The Troy campus of Rensselaer Polytechnic Institute has a wide variety of animals roaming around at various times of day and night. If you spend any time on campus you will probably see the grey squirrels and Red-Tailed Hawks looking for food. At night: Possum, Raccoon, Skunk, Mice ,Bats, Foxes and Deer are frequently spotted on and around our campus.
Rabies is uncommon in New York but it is still present. In 2017 Rensselaer County had 4 animals test positive for Rabies. Of the tens of millions of animals susceptible this is a tiny amount.
From the CDC:
"Rabies is a preventable viral disease of mammals most often transmitted through the bite of a rabid animal. The vast majority of rabies cases reported to the Centers for Disease Control and Prevention (CDC) each year occur in wild animals like raccoons, skunks, bats, and foxes."

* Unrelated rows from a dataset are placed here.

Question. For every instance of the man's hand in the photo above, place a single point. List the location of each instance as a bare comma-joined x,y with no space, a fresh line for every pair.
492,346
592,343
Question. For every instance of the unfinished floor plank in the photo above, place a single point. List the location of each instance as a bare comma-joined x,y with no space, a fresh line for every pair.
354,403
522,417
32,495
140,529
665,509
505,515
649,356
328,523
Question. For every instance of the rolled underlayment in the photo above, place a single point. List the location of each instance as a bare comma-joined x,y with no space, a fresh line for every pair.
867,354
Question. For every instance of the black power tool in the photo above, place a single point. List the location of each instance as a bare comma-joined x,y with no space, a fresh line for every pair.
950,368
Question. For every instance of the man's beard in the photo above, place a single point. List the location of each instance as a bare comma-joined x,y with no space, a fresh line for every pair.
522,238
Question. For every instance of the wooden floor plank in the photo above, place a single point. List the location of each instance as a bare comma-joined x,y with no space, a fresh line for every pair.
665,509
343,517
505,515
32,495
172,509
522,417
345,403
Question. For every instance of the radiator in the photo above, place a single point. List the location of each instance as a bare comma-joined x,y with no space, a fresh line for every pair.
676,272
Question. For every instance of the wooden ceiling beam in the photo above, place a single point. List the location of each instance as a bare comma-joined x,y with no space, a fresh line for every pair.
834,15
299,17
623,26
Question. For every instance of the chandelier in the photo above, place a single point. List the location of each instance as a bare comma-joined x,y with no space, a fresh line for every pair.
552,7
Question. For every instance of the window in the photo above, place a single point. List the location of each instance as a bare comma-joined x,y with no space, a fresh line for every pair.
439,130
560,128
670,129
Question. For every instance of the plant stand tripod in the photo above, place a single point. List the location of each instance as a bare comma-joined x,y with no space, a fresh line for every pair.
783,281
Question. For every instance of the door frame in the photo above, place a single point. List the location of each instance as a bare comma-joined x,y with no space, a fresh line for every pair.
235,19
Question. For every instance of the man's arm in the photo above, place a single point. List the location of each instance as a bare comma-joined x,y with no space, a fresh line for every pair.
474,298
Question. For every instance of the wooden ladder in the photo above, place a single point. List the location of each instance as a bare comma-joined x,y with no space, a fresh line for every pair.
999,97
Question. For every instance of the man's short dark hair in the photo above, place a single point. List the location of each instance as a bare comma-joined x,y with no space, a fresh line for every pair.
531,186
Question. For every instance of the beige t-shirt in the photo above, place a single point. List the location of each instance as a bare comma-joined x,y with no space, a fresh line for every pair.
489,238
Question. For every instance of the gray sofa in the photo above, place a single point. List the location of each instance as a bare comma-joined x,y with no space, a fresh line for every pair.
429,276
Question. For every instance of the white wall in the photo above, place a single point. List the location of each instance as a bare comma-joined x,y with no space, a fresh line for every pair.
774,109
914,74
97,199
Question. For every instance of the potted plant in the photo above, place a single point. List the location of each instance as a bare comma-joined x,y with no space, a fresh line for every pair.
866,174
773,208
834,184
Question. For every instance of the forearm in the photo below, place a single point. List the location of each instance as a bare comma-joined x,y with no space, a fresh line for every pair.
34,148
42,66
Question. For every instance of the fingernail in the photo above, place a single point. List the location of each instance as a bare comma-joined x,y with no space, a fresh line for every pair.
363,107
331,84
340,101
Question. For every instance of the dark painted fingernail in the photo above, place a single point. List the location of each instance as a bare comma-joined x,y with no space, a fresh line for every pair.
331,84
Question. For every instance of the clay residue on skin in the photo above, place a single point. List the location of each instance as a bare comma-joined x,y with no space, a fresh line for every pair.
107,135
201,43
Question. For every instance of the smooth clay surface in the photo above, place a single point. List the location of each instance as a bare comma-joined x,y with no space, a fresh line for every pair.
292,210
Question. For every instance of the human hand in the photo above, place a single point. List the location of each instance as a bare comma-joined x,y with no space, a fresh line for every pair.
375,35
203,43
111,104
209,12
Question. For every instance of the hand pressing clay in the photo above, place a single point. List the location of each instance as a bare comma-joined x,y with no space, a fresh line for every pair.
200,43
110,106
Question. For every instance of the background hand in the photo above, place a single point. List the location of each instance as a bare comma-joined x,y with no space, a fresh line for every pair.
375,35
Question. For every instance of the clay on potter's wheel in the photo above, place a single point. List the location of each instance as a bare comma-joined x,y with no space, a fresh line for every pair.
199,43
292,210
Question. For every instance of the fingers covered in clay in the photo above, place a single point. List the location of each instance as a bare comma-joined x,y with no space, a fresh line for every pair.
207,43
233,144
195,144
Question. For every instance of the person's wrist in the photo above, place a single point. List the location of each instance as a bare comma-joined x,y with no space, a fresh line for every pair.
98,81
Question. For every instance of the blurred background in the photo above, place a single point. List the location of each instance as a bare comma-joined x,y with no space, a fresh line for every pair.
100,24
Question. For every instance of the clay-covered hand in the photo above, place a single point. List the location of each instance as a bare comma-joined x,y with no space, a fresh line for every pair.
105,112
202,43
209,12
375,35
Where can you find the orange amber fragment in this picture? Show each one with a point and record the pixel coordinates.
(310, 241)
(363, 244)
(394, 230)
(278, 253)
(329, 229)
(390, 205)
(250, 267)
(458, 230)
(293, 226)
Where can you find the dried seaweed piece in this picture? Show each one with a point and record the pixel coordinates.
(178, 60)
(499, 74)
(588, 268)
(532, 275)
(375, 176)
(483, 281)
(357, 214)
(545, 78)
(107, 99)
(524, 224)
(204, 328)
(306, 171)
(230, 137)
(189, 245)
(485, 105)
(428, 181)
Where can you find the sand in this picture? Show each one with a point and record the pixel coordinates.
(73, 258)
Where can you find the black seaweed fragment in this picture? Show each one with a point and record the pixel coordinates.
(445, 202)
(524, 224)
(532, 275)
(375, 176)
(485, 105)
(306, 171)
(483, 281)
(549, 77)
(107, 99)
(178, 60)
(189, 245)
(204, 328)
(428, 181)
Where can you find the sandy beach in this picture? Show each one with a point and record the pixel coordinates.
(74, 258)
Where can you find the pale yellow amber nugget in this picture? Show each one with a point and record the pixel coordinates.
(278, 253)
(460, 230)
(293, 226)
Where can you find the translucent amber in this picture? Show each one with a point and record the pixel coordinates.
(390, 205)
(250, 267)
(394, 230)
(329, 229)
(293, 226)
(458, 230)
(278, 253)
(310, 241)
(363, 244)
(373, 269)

"The rabies virus infects the central nervous system, ultimately causing disease in the brain and death. The early symptoms of rabies in people are similar to that of many other illnesses, including fever, headache, and general weakness or discomfort. As the disease progresses, more specific symptoms appear and may include insomnia, anxiety, confusion, slight or partial paralysis, excitation, hallucinations, agitation, hypersalivation (increase in saliva), difficulty swallowing, and hydrophobia (fear of water). Death usually occurs within days of the onset of these symptoms."
In 2017, according to data from the CDC, Rensselaer County had 4 animals, one Raccoon, two Skunks and one other animal test positive for rabies. Rabies in humans is extremely rare. If you are ever bitten, by any animal, contact Public Safety immediately (518-276-6611) or Call 911. Waiting after being bitten decreases your chances to survive a rabies bite substantially. Treat every bite from a wild animal as if the animal is rabid.
What Do I Do?
- If you see a wild animal on campus or where you are walking, stay away from it. Back up standing as tall as you can, put your arms up to make yourself look even larger.
- Wild animals will happily be on their way if you do not approach them, generally.
- Trying to get a selfie with a Bear is a very bad idea! Stay away from all wild animals especially those with teeth.
- If you see an animal that has been hurt, hit by a car or looks sick, call Public Safety on (518) 276 - 6611. They will send an officer and also call Animal Protection and Control in Troy.
Most animals you come across will be frightened by your presence and will leave on their own. However, some animals will become quite ferocious if their young are nearby, if you stand between them and their home or if you are carrying food.
If you see a wild animal on campus and are concerned about it please call (518) 276 - 6611 and a public safety officer will examine the creature.